The DropDownMenu widget can also be used for left-hand-side (style) navigation menus, which are functionally equivalent to MenuBar's, but appear vertically (just like a popup menu). In this case may want to modify the CSS so that the entire left hand column is one color, rather than just the Menu itself.
Usage to display a Menu statically is the same as context menus, except that you don't specify style="display: none" or contextMenuForWindow or any connect ids.
Action | Key |
---|---|
Navigate menu items | Up and down arrow keys |
Activate a menu item | Spacebar or enter |
Open a submenu | Spacebar, enter, or right arrow |
Close a context menu or submenu | Esc or left arrow |
Close a context menu and all open submenus | Tab |
For a static Menu/MenuBar, focus is deferred until user clicks it, or tabs into it.
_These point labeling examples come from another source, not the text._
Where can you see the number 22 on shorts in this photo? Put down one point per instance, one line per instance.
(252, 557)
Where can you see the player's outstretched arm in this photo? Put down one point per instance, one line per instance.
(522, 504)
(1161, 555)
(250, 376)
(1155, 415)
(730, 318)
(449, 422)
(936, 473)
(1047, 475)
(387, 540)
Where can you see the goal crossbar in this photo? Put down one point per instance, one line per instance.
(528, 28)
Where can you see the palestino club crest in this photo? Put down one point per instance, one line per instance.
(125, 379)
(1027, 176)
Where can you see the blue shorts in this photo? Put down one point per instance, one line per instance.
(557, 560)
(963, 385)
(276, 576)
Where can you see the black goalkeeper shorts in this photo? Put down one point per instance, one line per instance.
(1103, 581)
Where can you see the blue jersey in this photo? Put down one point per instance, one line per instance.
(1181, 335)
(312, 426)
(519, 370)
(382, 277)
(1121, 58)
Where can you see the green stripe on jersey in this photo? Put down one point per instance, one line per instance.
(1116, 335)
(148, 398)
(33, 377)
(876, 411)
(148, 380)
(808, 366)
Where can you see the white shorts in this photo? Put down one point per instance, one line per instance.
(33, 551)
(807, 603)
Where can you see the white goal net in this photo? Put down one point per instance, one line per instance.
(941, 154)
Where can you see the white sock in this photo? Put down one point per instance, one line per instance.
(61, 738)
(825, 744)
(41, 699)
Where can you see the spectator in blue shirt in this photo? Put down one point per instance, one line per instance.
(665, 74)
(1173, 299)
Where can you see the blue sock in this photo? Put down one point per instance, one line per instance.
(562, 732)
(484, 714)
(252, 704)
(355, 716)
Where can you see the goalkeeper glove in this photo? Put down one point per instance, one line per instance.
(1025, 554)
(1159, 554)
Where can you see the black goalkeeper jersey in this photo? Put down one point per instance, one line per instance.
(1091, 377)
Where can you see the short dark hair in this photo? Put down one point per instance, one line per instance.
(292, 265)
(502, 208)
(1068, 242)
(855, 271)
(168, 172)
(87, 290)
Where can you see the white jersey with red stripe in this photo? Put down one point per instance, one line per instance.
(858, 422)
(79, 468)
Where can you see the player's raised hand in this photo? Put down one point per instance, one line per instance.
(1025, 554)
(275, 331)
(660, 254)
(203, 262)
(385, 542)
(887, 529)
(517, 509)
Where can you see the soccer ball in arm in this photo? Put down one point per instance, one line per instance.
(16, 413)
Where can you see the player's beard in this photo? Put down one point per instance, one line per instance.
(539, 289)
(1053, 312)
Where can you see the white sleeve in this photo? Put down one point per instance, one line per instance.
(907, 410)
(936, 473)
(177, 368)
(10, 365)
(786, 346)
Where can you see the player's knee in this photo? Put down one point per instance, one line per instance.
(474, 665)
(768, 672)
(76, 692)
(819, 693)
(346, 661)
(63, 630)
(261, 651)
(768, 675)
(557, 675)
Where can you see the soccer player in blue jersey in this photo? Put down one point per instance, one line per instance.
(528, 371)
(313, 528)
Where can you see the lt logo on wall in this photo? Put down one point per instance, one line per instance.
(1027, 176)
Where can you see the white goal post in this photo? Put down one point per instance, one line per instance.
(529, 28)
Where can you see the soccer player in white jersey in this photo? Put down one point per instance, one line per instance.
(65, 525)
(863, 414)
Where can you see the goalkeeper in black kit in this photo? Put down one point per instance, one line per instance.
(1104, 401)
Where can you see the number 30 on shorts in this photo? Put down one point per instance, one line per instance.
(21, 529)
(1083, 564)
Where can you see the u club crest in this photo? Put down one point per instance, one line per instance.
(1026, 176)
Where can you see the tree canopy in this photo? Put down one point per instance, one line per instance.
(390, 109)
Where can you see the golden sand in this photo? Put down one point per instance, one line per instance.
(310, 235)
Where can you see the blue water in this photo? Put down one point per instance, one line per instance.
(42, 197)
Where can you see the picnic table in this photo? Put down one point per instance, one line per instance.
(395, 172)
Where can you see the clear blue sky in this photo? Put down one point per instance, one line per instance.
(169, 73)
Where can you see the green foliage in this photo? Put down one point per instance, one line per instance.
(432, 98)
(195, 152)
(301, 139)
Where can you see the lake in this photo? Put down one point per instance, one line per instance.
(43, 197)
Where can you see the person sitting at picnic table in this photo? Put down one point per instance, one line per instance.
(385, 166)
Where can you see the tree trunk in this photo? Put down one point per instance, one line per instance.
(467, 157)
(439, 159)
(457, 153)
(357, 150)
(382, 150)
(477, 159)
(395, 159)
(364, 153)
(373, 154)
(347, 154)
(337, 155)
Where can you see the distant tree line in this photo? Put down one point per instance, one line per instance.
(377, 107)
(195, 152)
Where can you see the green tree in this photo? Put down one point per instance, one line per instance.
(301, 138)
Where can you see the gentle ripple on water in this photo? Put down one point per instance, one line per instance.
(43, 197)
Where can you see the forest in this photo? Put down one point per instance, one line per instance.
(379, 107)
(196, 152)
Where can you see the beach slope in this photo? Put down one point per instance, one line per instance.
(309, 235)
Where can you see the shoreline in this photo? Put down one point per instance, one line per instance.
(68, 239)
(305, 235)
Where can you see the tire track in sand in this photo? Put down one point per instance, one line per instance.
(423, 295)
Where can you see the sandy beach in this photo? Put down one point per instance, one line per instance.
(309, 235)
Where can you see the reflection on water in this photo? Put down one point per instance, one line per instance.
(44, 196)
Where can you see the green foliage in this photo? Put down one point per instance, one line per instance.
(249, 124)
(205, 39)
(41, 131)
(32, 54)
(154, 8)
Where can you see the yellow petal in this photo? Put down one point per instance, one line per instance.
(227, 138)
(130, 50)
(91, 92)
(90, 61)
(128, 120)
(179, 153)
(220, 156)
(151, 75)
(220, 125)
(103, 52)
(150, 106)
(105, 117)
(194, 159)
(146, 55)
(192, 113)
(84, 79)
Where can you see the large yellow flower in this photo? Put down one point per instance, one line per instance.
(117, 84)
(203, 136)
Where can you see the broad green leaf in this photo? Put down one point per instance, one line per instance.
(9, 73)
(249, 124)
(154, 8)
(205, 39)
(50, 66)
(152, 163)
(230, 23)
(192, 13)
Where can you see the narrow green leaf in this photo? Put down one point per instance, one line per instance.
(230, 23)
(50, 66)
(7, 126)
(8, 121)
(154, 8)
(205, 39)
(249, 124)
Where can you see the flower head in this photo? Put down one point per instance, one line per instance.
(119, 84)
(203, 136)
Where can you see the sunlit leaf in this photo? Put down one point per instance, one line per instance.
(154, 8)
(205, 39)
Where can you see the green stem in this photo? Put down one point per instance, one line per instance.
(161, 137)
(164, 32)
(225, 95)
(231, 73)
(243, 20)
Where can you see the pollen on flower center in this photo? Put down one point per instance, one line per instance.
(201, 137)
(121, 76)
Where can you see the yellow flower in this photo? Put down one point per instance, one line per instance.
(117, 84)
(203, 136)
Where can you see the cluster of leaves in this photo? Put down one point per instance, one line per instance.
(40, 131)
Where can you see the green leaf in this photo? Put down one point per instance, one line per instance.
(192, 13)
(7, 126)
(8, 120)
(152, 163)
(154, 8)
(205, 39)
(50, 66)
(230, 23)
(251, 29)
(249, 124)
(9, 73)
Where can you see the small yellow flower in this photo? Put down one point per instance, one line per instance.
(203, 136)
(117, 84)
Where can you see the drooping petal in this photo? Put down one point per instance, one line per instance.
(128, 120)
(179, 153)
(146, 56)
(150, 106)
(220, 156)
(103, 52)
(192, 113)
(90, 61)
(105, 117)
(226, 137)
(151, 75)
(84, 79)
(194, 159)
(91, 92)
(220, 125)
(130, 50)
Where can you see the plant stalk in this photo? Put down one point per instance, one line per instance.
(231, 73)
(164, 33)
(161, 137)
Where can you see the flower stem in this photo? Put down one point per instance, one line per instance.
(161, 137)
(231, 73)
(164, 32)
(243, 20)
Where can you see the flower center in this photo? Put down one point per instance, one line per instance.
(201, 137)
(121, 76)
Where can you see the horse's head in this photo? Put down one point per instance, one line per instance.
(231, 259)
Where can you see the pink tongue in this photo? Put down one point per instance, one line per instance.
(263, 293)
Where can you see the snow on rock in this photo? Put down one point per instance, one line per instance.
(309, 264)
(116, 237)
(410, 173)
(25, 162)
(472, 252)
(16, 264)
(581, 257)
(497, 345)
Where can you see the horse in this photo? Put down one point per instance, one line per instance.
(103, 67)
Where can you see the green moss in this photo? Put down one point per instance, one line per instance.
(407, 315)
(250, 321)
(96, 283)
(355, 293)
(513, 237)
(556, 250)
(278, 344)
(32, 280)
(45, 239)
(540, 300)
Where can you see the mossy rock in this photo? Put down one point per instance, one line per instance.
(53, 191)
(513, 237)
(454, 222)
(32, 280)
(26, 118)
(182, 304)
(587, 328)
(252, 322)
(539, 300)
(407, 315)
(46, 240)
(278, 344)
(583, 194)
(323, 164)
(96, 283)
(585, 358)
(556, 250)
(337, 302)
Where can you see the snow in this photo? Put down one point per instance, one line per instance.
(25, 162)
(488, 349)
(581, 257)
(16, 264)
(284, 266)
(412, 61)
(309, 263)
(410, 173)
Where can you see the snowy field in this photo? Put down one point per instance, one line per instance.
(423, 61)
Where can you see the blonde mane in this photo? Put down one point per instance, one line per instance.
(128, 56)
Once user clicks on a Menu/MenuBar, it focuses on it, and then (as with a context menu) any mouse movement or keyboard movement (via arrow keys) will change focus.
There are separate CSS classes for indicating that a MenuItem is mouse hovered (dijitMenuItemHover), and to indicate which MenuItem is selected/active (dijitMenuItemSelected). In tundra/nihilo/soria they look exactly the same, although that could be customized by a user, including removing the hover effect altogether.
"Selected/active" is in the sense of the selected tab, and is controlled by the mouse or keyboard. Implementation-wise, it means that either the MenuItem has focus, or focus is on a submenu of that MenuItem.
The Menu/MenuBar domNode has a dijitMenuPassive/dijitMenuActive class so that CSS rules for hover can be customized based on whether or not the menu has focus. Once the menu gets focus the dijitMenuHover effect is disabled in favor of the dijitMenuSelected effect, so that the dijitMenuHover effect won't linger on "File" if user moved the mouse over "File" but then used the keyboard arrows to move to the "Edit" MenuBarItem. (This is a setting in tundra/nihilo/soria and can be changed if desired.)